- Ömer zamanında oruç ayı geldi. Birkaç kişi bir dağın tepesine koştu.
- ماه روزه گشت در عهد عمر ** بر سر کوهی دویدند آن نفر
- Oruç ayının hilâlini görüp kutlulanmak, onu hayra yormak istiyorlardı. Birisi “ Ey Ömer, işte hilâl” dedi.

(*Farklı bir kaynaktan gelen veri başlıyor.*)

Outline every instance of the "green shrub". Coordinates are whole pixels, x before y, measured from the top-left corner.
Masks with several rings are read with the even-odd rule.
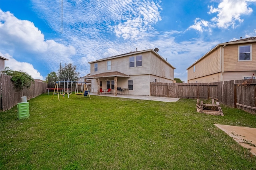
[[[1,73],[12,76],[11,80],[13,81],[14,87],[18,90],[21,90],[24,88],[29,88],[31,86],[31,83],[34,83],[32,76],[26,72],[12,70],[8,67],[6,67],[4,70],[2,71]]]

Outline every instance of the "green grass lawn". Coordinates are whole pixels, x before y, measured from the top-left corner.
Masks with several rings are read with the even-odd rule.
[[[161,102],[72,94],[0,112],[0,169],[256,169],[256,157],[214,123],[256,128],[256,115],[196,101]]]

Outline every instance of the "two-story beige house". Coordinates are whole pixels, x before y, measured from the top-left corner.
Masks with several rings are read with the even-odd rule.
[[[92,79],[92,91],[99,94],[111,89],[115,95],[150,95],[150,82],[174,80],[175,68],[157,51],[136,50],[90,62],[90,75],[85,78]]]
[[[187,69],[188,83],[255,79],[256,37],[219,44]]]
[[[0,56],[0,71],[4,70],[4,61],[8,60],[7,58]]]

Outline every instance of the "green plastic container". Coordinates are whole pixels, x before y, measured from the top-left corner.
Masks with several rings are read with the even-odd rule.
[[[17,117],[20,120],[29,117],[29,104],[28,102],[19,103],[17,105]]]

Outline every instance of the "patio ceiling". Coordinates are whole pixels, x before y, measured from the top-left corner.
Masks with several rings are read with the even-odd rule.
[[[106,77],[130,77],[130,76],[119,71],[106,72],[85,77],[86,79],[98,79]]]

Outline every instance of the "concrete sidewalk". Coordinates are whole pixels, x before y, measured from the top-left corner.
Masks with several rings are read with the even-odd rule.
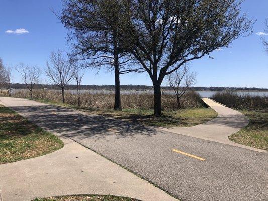
[[[21,102],[21,106],[26,103]],[[63,148],[0,165],[0,200],[79,194],[109,194],[143,201],[176,200],[70,138],[57,135],[64,143]]]
[[[228,136],[244,128],[249,123],[249,119],[243,114],[218,103],[211,99],[202,98],[209,107],[218,113],[218,116],[211,121],[189,127],[161,128],[168,131],[188,136],[228,144],[260,152],[265,150],[236,143]]]
[[[267,200],[267,153],[34,101],[2,97],[0,101],[33,122],[73,139],[180,200]],[[221,131],[215,130],[216,133],[218,131]],[[206,160],[173,151],[174,149]],[[86,164],[83,167],[90,165],[92,160],[85,160]],[[11,178],[23,176],[17,176]],[[68,175],[63,176],[68,181]],[[66,184],[70,185],[70,182]],[[12,184],[16,183],[14,181]],[[57,184],[52,181],[53,186]],[[138,185],[135,187],[138,189]],[[152,194],[143,192],[143,196]]]

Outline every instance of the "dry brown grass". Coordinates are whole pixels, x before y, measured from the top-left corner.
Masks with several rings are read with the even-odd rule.
[[[60,91],[55,90],[35,90],[33,98],[38,99],[60,103]],[[17,90],[13,96],[20,98],[29,98],[29,92],[25,89]],[[109,109],[114,107],[114,94],[104,92],[98,93],[85,91],[81,94],[81,106],[82,107],[100,109]],[[144,108],[152,109],[154,107],[153,94],[149,93],[131,93],[129,94],[122,94],[121,102],[123,108]],[[65,103],[67,104],[77,105],[75,94],[66,90]],[[164,94],[162,96],[162,108],[164,110],[176,109],[176,99],[174,95]],[[204,107],[199,95],[193,91],[189,91],[182,98],[181,105],[183,108],[193,108]]]
[[[241,111],[250,121],[229,139],[246,146],[268,150],[268,112]]]
[[[46,198],[36,198],[33,201],[139,201],[136,199],[112,195],[69,195]]]
[[[41,156],[63,146],[54,135],[0,105],[0,164]]]

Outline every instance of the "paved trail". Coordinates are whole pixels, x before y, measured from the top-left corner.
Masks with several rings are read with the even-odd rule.
[[[253,151],[267,152],[260,149],[236,143],[228,139],[230,135],[237,132],[248,124],[249,119],[247,116],[211,99],[203,98],[202,99],[218,113],[217,117],[196,126],[189,127],[162,128],[161,129]]]
[[[266,153],[35,102],[0,100],[182,200],[266,201],[268,198]]]

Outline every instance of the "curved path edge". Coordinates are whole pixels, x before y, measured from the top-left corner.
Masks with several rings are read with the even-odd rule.
[[[266,150],[249,147],[230,140],[228,136],[236,133],[249,123],[249,118],[243,114],[208,98],[202,100],[218,113],[218,116],[203,124],[189,127],[172,127],[159,129],[178,134],[226,144],[259,152]]]
[[[9,107],[1,101],[0,104]],[[0,201],[75,194],[111,195],[142,201],[177,200],[70,138],[42,127],[58,137],[64,146],[47,155],[0,165]]]

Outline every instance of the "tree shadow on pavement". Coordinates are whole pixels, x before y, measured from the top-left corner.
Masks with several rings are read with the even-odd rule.
[[[137,134],[150,137],[157,133],[155,129],[141,124],[55,106],[12,108],[40,126],[71,138],[75,137],[79,140],[87,138],[99,140],[114,135],[117,138],[134,139]]]

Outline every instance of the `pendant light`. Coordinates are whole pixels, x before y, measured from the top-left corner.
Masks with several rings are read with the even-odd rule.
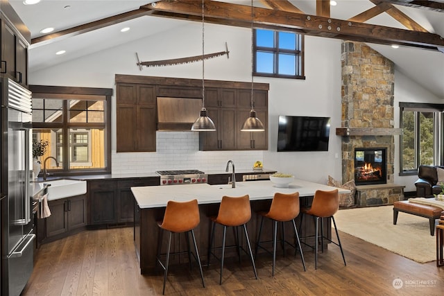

- تا هلال روزه را گیرند فال ** آن یکی گفت ای عمر اینک هلال
- Ömer gökyüzüne baktıysa da ayı göremedi. “ Bu ay senin hayalinden meydana geldi.
- چون عمر بر آسمان مه را ندید ** گفت کاین مه از خیال تو دمید
- Yoksa ben, gökleri senden daha iyi görürüm. Tertemiz hilâli nasıl olur da görmem? 115
- ور نه من بیناترم افلاک را ** چون نمیبینم هلال پاک را
- Elini ısla da kaşını sıvazla. Ondan sonra hilâle bak!” dedi.
- گفت تر کن دست و بر ابرو بمال ** آن گهان تو بر نگر سوی هلال
- Adam elini ıslayıp kaşını sıvazlayınca ayı göremedi. “ Padişahım, ay yok görünmez oldu” dedi.
- چون که او تر کرد ابرو مه ندید ** گفت ای شه نیست مه شد ناپدید
- Ömer dedi ki: “Evet, kaşının kılı seni şüphelendirdi; yaydan sana bir ok attı”.
- گفت آری موی ابرو شد کمان ** سوی تو افکند تیری از گمان
- Onun yolunu bir eğri kıl kesti, o yüzden ayı gördüm diye davaya kalkıştı.
- چون یکی مو کج شد او را راه زد ** تا به دعوی لاف دید ماه زد
- Bir eğri kıl gökyüzüne perde olursa bütün vücudun eğri olunca halin ne olur? 120
- موی کج چون پردهی گردون بود ** چون همه اجزات کج شد چون بود
- Her cüz’ünü doğrulara uyup doğrult. Ey doğru yola giden, o eşikten baş çekme!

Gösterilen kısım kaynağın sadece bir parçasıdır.